Cats with a solid coat is easiest to identify and are known as ‘self-coloured’ or ‘selfs’. The most commonly occurring shades are grey, black and white. To be categorised as self-coloured, a cat’s coat must be purely one colour, absent of any markings, patterns or any other coloured patches.


When there is a white base with a secondary colour present, a cat is considered to have a bicolour coat. There are even specific names for the coat depending on the placement of the secondary coloured patches. Cats with random patches are known as ‘magpies’, while ‘harlequin’ cats will have random spotting and a coloured tail. A coloured head and back is categorised as a ‘cap and saddle’ coat and ‘van’ coats are characterised by patches in between the ears and a coloured tail.
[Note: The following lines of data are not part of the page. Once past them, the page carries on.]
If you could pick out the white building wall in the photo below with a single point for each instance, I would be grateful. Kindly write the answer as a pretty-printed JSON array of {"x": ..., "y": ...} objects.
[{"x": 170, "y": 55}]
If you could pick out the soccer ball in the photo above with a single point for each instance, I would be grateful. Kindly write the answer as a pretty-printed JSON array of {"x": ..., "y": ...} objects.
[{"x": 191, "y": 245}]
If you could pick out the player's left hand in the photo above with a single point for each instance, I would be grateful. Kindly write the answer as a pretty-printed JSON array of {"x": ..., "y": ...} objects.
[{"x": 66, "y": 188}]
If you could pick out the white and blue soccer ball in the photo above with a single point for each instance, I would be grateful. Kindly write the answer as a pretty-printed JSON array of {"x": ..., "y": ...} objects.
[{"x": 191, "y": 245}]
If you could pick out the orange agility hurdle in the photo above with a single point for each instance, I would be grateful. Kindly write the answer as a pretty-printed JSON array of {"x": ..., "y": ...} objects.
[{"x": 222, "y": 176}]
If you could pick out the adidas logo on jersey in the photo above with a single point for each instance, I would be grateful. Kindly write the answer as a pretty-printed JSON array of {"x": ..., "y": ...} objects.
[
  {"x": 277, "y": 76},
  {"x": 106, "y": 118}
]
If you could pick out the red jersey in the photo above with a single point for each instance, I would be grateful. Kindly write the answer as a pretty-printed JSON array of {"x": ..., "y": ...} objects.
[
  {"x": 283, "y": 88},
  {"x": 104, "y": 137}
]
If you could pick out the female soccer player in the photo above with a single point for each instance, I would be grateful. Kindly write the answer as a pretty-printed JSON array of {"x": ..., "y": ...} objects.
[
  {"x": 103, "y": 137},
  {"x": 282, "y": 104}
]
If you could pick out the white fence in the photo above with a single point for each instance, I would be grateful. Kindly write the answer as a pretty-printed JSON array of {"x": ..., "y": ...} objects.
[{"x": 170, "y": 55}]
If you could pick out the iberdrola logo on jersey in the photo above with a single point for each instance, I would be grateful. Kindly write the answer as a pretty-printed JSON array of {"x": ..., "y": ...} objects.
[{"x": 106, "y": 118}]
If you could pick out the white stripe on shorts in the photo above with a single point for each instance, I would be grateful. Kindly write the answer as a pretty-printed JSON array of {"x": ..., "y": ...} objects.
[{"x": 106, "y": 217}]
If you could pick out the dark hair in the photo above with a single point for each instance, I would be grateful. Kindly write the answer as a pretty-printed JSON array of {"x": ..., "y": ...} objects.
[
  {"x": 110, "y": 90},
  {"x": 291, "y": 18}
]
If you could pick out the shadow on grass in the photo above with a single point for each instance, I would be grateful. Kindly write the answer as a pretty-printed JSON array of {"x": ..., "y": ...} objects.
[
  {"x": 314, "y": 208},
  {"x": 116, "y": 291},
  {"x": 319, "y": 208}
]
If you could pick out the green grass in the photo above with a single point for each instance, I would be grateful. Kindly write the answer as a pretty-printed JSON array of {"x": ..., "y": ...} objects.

Tricolour and tortoiseshell

A combination of red, black and white in a cat’s coat will categorise them as tricolour or ‘calico’. A calico’s colours can also blend to form a mixed colouring, usually of a cream or cinnamon hue or with patches of cream or grey. Calico males are quite rare, as the colouring is usually linked to females. While calicos have white in their fur, their equivalents with black are known as tortoiseshells. Known as ‘torties’ , these cats have coats comprised of black, red and orange. They too can have duller variations and mixes, resulting in grey or cream. Much like calicos, torties are mostly female. There are also breeds known as ‘torbies’, which is a mix of tortoiseshells and calicos, who have a distinctive pattern derived from the two breeds.


Tabbies are the most common type, known as ‘tiger’ cats for their recognisable striped and marbled coats. They also have a distinctive ‘M’ on their forehead with white accents on their chest, paws and tail. There are four variations of tabby; classic, spotted, striped and ticked. Classic tabbies have a swirly or marbled pattern while the spotted tabby has patches or dots. Striped or ‘mackerel’ tabbies have vertical striped that go from their belly to spine. Finally, ticked tabbies have striped legs and tails and multicolour individual strands as well.

Colour point

Colourpoints have a darker shade on their face, tail, paws and ears. These dark marking develop as the cats grow older, showing up in areas of the body that emit the least heat. These markings tend to grow even darker as the cat ages.